Sind Sie jemals mit Doping konfrontiert worden?
Nein. Wir haben gehört, dass die Amis und die Ostblockstaaten aktiv sein sollen, aber mehr wussten wir darüber nicht.
Ihr Kumpel, der Gewichtheber Rolf Milser, hat sich noch 1977 für anabole Steroide ausgesprochen.
Bei den Gewichthebern war das vor dem Verbot in den späten Siebzigern gang und gäbe, aber mein Krafttraining sah ganz anders aus. Ich habe doch nicht mit 200 Kilo Kniebeugen gemacht, sondern viel über Schnellkraft erreicht, über Technik und Explosivkraft.
Sie waren bei Dr. Armin Klümper in Behandlung, der später als Dopingarzt überführt wurde.
Ich habe auch bei Joseph Keul Untersuchungen gemacht. Aber dass die beiden da mit drinhingen, hat mich sehr verwundert.
Warum?
Mir haben sie nie etwas angeboten. Natürlich bekam ich bei Verletzungen auch mal eine Spritze, aber von Klümper habe ich vor allem das richtige Dehnungsverhalten und Rückenschule gelernt. Er hat mir Übungen verschrieben, die meinen „Scheuermann“ behandelten und meiner Wirbelsäule eine Form gaben, die mich weniger verletzungsanfällig machte.
Hatten Sie Kontrolle darüber, was er Ihnen spritzte?
Weitestgehend. Ich kann jedenfalls sagen, dass er meines Wissens in seiner Praxis niemals flächendeckendes Doping angeboten hat, so wie es der Presse zu entnehmen war. Ob Sportler konkret mit der Bitte an ihn herantraten, verbotene Präparate verabreicht zu bekommen, und er darauf einging, weiß ich natürlich nicht.
Sie haben mal gesagt, Zehnkampf sei „Mord in zehn Raten“.
Der Spruch stammt vom Kollegen Kurt Bendlin, der extrem trainiert hat, oft verletzt war und Kraftübungen gemacht hat, bei denen man heute die Hände überm Kopf zusammenschlagen würde. Aber was er sagen wollte, stimmt: Man braucht für Zehnkampf ein optimales Grundlagentraining, um allen Disziplinen gewachsen zu sein.
Können Sie beschreiben, wie furchtbar die Schmerzen beim abschließenden 1500-Meter-Lauf sind.
Man hat neun Übungen in den Knochen, ist übermüdet.
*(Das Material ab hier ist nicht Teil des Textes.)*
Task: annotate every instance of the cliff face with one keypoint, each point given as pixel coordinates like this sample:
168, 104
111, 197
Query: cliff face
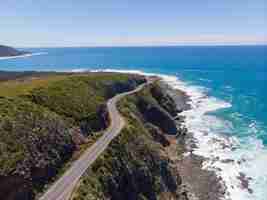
42, 129
6, 51
137, 165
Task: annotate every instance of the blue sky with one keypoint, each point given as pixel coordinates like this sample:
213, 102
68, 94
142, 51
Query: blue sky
135, 22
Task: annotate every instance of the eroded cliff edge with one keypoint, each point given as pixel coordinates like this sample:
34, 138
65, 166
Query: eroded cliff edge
141, 162
46, 120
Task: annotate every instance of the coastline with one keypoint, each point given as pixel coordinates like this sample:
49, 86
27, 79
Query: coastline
22, 56
222, 159
199, 183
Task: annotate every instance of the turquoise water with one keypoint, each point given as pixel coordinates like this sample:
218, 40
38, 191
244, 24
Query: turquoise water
233, 75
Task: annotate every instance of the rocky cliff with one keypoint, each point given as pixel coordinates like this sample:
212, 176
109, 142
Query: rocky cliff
137, 164
46, 120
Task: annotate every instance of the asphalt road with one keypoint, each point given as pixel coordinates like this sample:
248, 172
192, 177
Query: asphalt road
63, 187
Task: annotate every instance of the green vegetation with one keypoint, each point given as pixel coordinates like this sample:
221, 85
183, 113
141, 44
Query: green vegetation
134, 165
41, 118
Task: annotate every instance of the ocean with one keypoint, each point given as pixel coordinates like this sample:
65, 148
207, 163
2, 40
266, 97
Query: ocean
228, 90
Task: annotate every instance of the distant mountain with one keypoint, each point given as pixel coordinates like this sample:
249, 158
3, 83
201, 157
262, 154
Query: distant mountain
6, 51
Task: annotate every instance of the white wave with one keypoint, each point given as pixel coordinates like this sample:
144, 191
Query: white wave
23, 56
227, 156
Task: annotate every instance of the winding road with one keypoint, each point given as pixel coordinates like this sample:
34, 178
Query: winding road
63, 187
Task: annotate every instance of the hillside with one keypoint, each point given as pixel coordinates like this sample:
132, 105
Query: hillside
6, 51
46, 120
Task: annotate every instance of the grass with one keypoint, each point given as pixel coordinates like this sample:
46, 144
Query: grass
133, 150
37, 114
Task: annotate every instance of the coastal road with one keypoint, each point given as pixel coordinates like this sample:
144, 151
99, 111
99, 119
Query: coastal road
63, 187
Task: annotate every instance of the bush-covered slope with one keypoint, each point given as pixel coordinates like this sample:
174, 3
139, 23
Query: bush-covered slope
41, 118
135, 166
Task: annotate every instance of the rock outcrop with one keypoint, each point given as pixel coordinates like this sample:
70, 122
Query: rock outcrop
41, 131
136, 165
6, 51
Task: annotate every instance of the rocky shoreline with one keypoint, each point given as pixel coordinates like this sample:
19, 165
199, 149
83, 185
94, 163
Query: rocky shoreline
199, 184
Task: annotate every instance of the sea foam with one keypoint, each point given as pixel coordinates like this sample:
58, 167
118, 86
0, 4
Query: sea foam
23, 56
230, 157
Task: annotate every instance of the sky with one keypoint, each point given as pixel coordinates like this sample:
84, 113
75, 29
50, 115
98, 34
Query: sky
44, 23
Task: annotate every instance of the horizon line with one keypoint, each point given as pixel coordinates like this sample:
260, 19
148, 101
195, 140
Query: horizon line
156, 45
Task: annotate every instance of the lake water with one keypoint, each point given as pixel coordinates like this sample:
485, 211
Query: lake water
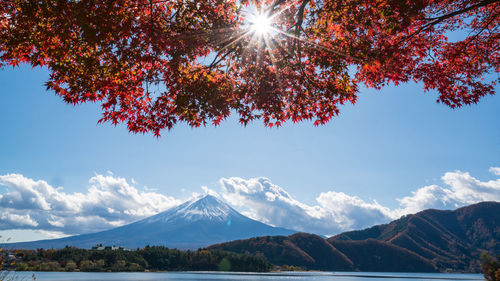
223, 276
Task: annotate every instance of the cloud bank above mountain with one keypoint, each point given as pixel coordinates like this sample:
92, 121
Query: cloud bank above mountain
109, 202
337, 211
112, 201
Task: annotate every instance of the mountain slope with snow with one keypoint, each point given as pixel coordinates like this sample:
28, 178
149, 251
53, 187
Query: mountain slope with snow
191, 225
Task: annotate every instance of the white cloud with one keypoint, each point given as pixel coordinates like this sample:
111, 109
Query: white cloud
109, 201
269, 203
336, 211
495, 171
462, 189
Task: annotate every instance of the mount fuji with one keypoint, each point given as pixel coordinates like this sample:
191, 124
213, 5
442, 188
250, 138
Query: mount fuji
191, 225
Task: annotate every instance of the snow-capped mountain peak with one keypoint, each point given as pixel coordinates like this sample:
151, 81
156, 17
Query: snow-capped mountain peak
207, 208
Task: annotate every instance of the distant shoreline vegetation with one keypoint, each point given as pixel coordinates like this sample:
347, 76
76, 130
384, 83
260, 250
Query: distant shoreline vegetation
154, 258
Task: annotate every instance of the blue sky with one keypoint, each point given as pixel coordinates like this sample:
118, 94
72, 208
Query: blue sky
388, 145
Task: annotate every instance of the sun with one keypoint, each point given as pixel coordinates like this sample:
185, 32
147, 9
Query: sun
261, 24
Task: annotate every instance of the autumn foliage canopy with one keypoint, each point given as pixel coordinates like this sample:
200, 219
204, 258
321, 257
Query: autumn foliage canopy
154, 63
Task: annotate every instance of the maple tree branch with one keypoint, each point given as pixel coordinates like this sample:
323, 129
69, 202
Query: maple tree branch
439, 19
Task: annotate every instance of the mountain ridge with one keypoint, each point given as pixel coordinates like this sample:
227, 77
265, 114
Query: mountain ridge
191, 225
428, 241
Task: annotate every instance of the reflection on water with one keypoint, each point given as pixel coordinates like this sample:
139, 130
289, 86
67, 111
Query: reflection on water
214, 276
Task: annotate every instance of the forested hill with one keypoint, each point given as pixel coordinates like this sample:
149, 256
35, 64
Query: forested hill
431, 240
450, 239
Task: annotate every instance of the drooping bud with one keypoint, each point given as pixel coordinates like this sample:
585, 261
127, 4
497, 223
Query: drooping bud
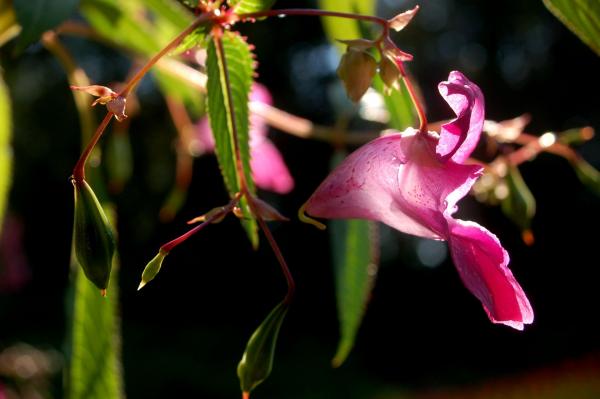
519, 203
357, 68
152, 268
400, 21
257, 361
93, 239
389, 74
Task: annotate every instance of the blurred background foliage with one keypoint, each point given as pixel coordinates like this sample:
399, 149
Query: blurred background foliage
423, 336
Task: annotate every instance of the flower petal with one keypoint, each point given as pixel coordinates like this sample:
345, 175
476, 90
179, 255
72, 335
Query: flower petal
380, 182
482, 265
459, 137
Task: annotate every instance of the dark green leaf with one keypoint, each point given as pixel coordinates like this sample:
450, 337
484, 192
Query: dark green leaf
5, 148
93, 239
356, 259
249, 6
588, 175
94, 366
398, 104
519, 204
582, 17
38, 16
257, 361
344, 28
228, 113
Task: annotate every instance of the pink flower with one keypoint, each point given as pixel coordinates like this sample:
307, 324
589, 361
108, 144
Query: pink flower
412, 181
268, 167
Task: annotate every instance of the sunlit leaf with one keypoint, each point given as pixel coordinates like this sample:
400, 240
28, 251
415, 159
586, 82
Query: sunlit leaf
228, 113
94, 350
5, 148
38, 16
582, 17
519, 204
355, 258
249, 6
343, 28
257, 361
398, 104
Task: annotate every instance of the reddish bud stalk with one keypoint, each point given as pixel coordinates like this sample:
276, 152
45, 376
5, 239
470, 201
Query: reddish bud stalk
179, 240
79, 169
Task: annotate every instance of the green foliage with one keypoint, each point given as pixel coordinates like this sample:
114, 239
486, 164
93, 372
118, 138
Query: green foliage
398, 104
94, 367
229, 82
38, 16
341, 28
257, 361
355, 259
582, 17
5, 148
519, 204
93, 239
250, 6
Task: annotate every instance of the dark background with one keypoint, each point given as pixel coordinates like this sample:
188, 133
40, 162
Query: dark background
184, 334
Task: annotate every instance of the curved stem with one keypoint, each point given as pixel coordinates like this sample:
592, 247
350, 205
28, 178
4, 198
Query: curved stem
284, 267
214, 216
230, 105
79, 169
414, 98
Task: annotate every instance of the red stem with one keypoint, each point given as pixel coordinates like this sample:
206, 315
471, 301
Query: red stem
79, 169
414, 98
179, 240
172, 44
284, 267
Die letzten Meter sind die Hölle, man läuft buchstäblich bis zum Koma, weil man so übersäuert ist. Diesen Lauf habe ich gar nicht großartig trainiert, weil er aus meiner Sicht reine Kopfsache war.
Das Kotzen danach gehört dazu.
Bei Überanstrengung ist das nicht zu vermeiden, zumal man während des Wettkampfs so viel Flüssigkeit und Mineralien zu sich nehmen muss, dass der Magen zwangsläufig übersäuert. Eine Banane kann schon zu viel sein.
Jürgen Hingsen, Zehnkampf ist die Königsdisziplin der Leichtathletik, weil…
…dem Athleten physisch und psychisch alles abverlangt wird. Es wird die gesamte Muskulatur beansprucht, der Sportler muss über 300 unterschiedliche Bewegungsabläufe beherrschen, allein 46 beim Stabhochsprung. Um das mit Ausdauer, Schnelligkeit und Konzentration an zwei Tagen unter teils extremen Witterungsbedingungen so hinzubekommen, dass man ständig Bestleistungen bringt, ist eine hohe Kunst.